IA

Jensen Huang: “A definição de inteligente… virou uma commodity”

O CEO da NVIDIA diz que a inteligência técnica agora é barata — o que é conveniente, já que foi a empresa dele que a barateou.
Adrian Kessler

Jensen Huang construiu sua carreira em máquinas que fazem o pensamento que os humanos costumavam ser pagos para fazer. Por isso, pesa ainda mais quando o presidente da NVIDIA se senta para uma entrevista rara e sem roteiro, é convidado a nomear a pessoa mais inteligente que já conheceu e se recusa — não por modéstia, mas porque acha que aquilo que entendemos por inteligente deixou de ser escasso.

“A definição de inteligente é alguém que é perspicaz, resolve problemas, é técnico. Mas acho que isso virou commodity”,

Ele disse isso no podcast de Jodi Shelton, A Bit Personal, transformando uma pergunta fácil em uma pequena tese sobre o que a inteligência vale agora. O exemplo que deu foi o mais próximo de casa. “Todo mundo achava que programação de software era a profissão mais inteligente de todas”, disse ele. “Olha, qual é a primeira coisa que a IA está resolvendo? Programação de software.” A habilidade que um dia foi tratada como o ápice do intelecto técnico é a primeira coisa que as máquinas vieram buscar.
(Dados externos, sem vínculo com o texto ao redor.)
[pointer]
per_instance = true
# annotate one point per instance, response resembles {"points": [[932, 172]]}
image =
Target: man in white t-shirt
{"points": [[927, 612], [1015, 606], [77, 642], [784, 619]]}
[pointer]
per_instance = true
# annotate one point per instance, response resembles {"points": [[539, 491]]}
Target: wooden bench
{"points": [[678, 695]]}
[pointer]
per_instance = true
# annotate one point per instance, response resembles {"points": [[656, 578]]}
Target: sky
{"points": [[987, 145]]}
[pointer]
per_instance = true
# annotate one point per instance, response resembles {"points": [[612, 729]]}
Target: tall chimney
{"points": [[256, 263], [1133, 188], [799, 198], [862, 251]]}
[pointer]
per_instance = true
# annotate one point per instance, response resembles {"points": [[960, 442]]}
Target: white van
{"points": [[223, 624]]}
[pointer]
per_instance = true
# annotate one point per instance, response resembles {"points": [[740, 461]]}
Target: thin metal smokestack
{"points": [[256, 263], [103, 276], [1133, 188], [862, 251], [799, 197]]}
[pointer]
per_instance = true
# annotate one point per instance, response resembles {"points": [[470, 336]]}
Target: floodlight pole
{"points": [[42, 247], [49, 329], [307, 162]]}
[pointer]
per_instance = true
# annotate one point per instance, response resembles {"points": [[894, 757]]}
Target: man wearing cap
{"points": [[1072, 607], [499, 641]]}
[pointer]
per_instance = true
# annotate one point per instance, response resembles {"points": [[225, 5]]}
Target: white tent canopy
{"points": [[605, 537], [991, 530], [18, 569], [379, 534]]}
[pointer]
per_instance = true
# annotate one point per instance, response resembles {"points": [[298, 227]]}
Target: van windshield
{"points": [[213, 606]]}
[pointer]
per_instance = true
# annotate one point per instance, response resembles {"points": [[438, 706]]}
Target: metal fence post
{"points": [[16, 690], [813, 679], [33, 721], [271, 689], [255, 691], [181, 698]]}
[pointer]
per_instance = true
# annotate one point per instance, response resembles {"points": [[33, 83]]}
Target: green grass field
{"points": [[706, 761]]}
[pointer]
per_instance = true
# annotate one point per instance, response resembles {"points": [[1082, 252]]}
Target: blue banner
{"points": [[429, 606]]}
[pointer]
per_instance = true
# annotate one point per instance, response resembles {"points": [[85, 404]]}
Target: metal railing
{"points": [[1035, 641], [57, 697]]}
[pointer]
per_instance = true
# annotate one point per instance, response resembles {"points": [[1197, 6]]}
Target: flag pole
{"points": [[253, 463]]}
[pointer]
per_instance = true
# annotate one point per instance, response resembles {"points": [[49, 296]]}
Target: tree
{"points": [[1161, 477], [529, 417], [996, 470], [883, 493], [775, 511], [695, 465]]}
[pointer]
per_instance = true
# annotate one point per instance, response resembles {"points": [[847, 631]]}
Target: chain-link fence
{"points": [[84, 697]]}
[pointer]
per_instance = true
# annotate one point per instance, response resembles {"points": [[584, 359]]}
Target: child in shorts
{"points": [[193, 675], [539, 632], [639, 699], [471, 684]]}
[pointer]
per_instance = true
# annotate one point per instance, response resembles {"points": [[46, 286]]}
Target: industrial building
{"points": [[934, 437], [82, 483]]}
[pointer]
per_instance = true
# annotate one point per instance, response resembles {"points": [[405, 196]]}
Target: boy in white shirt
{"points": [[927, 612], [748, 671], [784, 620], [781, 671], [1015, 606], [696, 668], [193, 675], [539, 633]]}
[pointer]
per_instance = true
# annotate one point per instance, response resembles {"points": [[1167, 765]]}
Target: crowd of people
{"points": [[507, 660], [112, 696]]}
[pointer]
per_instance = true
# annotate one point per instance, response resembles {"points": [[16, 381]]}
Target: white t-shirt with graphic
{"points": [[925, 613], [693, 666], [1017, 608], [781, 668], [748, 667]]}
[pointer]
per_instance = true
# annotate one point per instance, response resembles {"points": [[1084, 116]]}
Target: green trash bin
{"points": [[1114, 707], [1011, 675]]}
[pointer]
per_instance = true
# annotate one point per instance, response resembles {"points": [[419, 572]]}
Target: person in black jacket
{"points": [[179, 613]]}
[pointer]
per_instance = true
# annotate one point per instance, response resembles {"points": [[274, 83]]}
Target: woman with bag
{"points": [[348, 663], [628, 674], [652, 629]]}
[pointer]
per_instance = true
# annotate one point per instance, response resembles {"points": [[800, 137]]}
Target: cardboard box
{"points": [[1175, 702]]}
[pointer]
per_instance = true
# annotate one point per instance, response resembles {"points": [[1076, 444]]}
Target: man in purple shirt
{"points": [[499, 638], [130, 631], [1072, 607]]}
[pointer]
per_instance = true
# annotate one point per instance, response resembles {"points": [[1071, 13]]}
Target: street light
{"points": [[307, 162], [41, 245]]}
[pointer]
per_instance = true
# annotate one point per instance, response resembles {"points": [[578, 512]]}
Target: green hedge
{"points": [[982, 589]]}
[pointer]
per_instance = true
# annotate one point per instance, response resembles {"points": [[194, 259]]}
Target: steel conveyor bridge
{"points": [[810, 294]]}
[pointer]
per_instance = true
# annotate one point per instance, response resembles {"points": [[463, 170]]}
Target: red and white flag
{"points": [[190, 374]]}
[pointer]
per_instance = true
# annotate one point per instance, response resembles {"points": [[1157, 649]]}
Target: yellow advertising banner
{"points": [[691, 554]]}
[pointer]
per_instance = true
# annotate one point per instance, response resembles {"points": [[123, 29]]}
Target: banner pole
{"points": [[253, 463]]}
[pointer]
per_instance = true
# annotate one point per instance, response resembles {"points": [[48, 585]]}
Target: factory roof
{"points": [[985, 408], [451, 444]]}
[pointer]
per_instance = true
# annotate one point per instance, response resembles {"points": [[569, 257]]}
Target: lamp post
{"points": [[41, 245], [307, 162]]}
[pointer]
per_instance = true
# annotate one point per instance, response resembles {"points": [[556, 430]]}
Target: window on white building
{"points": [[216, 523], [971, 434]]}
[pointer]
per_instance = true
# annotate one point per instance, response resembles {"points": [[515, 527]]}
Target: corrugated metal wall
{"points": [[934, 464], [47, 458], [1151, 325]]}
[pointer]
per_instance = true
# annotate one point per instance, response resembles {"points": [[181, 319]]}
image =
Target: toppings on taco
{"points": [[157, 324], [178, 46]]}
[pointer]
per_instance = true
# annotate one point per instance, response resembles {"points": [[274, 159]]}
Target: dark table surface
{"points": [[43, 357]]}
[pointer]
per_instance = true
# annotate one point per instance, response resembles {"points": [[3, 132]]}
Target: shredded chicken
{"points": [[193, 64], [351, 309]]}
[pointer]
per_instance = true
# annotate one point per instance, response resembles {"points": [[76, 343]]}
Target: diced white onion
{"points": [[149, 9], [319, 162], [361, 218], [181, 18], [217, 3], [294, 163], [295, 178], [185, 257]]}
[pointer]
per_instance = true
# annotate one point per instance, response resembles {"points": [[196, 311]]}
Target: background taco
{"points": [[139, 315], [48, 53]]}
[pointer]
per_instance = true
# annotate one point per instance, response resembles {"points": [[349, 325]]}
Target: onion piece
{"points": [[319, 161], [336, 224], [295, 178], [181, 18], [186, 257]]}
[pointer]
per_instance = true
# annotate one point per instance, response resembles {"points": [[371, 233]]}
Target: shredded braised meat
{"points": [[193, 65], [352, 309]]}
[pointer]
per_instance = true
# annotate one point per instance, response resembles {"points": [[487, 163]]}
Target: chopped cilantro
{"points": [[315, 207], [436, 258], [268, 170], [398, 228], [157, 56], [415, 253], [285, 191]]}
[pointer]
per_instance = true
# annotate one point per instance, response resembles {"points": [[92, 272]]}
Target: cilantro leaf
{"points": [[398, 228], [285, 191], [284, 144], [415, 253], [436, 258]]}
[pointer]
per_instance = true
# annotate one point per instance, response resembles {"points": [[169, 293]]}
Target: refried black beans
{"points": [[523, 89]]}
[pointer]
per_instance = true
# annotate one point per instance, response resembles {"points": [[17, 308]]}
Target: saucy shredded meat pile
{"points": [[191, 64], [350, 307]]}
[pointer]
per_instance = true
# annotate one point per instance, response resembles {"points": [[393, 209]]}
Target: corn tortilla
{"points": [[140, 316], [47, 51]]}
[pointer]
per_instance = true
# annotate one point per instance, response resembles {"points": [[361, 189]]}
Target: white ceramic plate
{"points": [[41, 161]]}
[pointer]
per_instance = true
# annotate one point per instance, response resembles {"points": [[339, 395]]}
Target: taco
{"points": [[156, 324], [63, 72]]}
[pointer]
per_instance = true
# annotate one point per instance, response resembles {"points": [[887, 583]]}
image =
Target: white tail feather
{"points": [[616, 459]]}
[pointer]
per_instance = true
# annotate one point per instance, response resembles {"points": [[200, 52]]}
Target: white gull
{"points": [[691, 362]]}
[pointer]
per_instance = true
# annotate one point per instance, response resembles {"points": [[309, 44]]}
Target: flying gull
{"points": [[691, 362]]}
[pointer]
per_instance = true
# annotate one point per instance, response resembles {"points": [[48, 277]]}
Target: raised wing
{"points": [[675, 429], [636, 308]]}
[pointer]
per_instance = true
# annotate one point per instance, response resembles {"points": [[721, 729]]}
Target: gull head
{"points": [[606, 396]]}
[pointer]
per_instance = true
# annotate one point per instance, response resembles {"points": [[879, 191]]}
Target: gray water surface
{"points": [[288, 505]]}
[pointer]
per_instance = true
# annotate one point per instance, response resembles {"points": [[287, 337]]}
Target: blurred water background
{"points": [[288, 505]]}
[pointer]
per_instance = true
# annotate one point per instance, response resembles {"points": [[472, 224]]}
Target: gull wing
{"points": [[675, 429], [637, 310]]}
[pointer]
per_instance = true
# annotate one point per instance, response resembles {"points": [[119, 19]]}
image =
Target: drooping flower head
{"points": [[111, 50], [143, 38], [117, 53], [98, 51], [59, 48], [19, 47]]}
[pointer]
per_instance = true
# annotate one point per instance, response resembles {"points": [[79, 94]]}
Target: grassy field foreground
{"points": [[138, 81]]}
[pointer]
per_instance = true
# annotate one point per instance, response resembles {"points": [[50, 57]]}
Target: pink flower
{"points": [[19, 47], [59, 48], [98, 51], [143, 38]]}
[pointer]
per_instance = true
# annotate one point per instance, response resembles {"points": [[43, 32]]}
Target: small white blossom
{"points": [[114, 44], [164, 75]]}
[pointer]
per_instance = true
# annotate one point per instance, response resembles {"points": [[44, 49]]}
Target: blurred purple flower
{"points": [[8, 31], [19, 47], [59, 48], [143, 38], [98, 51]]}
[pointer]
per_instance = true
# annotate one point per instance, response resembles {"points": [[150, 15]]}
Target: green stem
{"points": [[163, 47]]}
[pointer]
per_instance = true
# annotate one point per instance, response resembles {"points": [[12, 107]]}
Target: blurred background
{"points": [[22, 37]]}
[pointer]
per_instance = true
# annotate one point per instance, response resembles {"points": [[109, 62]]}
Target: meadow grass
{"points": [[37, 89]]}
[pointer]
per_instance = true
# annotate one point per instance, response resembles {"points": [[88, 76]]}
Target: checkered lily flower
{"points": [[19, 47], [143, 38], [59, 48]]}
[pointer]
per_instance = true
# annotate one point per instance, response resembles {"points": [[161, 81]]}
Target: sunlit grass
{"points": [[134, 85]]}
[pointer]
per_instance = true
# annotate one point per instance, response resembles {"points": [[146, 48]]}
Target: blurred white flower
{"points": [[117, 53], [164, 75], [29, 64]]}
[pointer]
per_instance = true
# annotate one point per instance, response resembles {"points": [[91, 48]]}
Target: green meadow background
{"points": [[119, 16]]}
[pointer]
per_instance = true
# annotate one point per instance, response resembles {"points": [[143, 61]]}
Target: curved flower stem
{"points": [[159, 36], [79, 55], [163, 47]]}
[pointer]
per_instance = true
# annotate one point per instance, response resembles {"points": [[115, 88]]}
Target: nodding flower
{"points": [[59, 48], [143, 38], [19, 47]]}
No mecanismo, ele está certo. Quando uma capacidade pode ser produzida em escala por quase nada, ela deixa de ser um diferencial — é isso que commodity significa. E é exatamente isso que o silício da NVIDIA vem fazendo com a capacidade bruta de resolver problemas: transformar um talento humano escasso em algo que se aluga por hora. Huang viu a cognição ficar barata de perto, porque é ele quem vende o equipamento que a barateia.

O que é exatamente o motivo pelo qual a segunda metade do argumento dele merece um olhar mais atento. No lugar da inteligência técnica, ele elege o resíduo humano — empatia, experiência, sabedoria, o instinto de antecipar. “Pessoas que conseguem enxergar além das curvas são verdadeira, verdadeiramente inteligentes”, disse ele. É uma lista humana e, provavelmente, correta. Também é, convenientemente, o único conjunto de capacidades que o hardware dele ainda não consegue tocar. O recurso escasso na visão de Huang é a única coisa que a NVIDIA não vende — então elogiá-lo não lhe custa nada e lisonjeia todo mundo na sala.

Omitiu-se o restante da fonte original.